You technically have two years under Colorado law, but waiting that long can kill your case. Surveillance footage at parks near Greenwood Village often loops every 48 to 72 hours. Ride equipment gets reset and repaired fast. If the park sits on government-owned land, you may only have 182 days to file a notice of claim. The legal deadline and the evidence deadline are two very different things. Act as soon as possible.
Who can be held responsible for a ride injury at an amusement park?
More parties than most people expect can be held responsible. The park operator is one piece, but ride manufacturers, third-party maintenance contractors, and property owners can all share fault. In cases near the DTC area, parks often hire outside companies to handle inspections and upkeep. If that contractor missed a cracked bolt or skipped a required check, they carry their own liability. Naming every responsible party early gives your case a much stronger foundation.
What should I do right after my child gets hurt on a ride near Greenwood Village?
Get medical care first, then document everything you can before leaving the park. Take photos of the ride, the area, and any visible injuries. Ask for the incident report and write down the names of any employees you spoke with. Save your ticket, wristband, and any receipts. Contact a lawyer before you talk to the park’s insurance team. The park’s risk managers start building their defense the same day. You need someone moving just as fast on your side.
Can the park argue that the injury was my fault?
Yes, and they will try. Colorado’s modified comparative negligence rule means if a park’s insurer can push your share of fault to 50% or higher, you recover nothing. They’ll claim you ignored posted warnings, didn’t follow ride instructions, or had a pre-existing condition. This is a standard tactic used by park insurers across the Front Range. Having a lawyer who anticipates this early and builds your case around it makes a real difference in what you recover.
What are Colorado’s amusement ride inspection records and why do they matter?
Every amusement ride in Colorado must be inspected annually under state law. Those records show the full history of a ride, including flagged problems, repairs, and repeat deficiencies.

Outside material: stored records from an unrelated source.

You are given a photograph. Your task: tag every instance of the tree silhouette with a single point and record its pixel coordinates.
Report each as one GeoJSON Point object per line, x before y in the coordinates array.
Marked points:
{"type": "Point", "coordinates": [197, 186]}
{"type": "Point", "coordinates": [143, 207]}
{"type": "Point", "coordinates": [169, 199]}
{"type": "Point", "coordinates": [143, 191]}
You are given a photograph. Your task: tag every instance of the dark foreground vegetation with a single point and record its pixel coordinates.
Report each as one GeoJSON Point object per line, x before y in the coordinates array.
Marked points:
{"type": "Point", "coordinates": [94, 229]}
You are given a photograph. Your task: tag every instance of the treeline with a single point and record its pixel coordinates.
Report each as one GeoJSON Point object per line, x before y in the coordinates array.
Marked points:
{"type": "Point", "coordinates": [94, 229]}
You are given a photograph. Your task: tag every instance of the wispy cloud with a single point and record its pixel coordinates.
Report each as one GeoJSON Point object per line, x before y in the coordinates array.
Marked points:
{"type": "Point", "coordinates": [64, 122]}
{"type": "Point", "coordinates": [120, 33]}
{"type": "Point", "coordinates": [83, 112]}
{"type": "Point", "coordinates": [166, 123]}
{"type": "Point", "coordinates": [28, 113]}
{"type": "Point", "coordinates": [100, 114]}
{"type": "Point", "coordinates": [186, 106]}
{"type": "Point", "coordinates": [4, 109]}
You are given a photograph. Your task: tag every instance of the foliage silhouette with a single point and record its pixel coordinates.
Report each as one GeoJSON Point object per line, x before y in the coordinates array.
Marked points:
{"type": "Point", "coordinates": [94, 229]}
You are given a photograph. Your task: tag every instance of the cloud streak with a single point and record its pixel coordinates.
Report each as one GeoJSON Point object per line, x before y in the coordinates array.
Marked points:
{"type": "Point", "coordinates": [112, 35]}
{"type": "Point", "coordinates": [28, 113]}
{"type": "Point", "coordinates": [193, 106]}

Internal maintenance logs kept by the park can show even more, like daily operator notes that something felt off before your injury happened. For Greenwood Village clients, we request both state inspection files and internal logs right away. Those records often become the most important evidence in the entire case.
What happens after I contact an amusement park injury lawyer?
The first step is sending preservation letters to the park, its parent company, and any maintenance contractors. This demands they hold all inspection records, incident reports, training files, and video footage. Then we pull state inspection records and request internal maintenance logs. We build the full timeline of what happened and who is responsible before the park has a chance to clean up the evidence. You focus on recovering. We focus on making sure nothing disappears.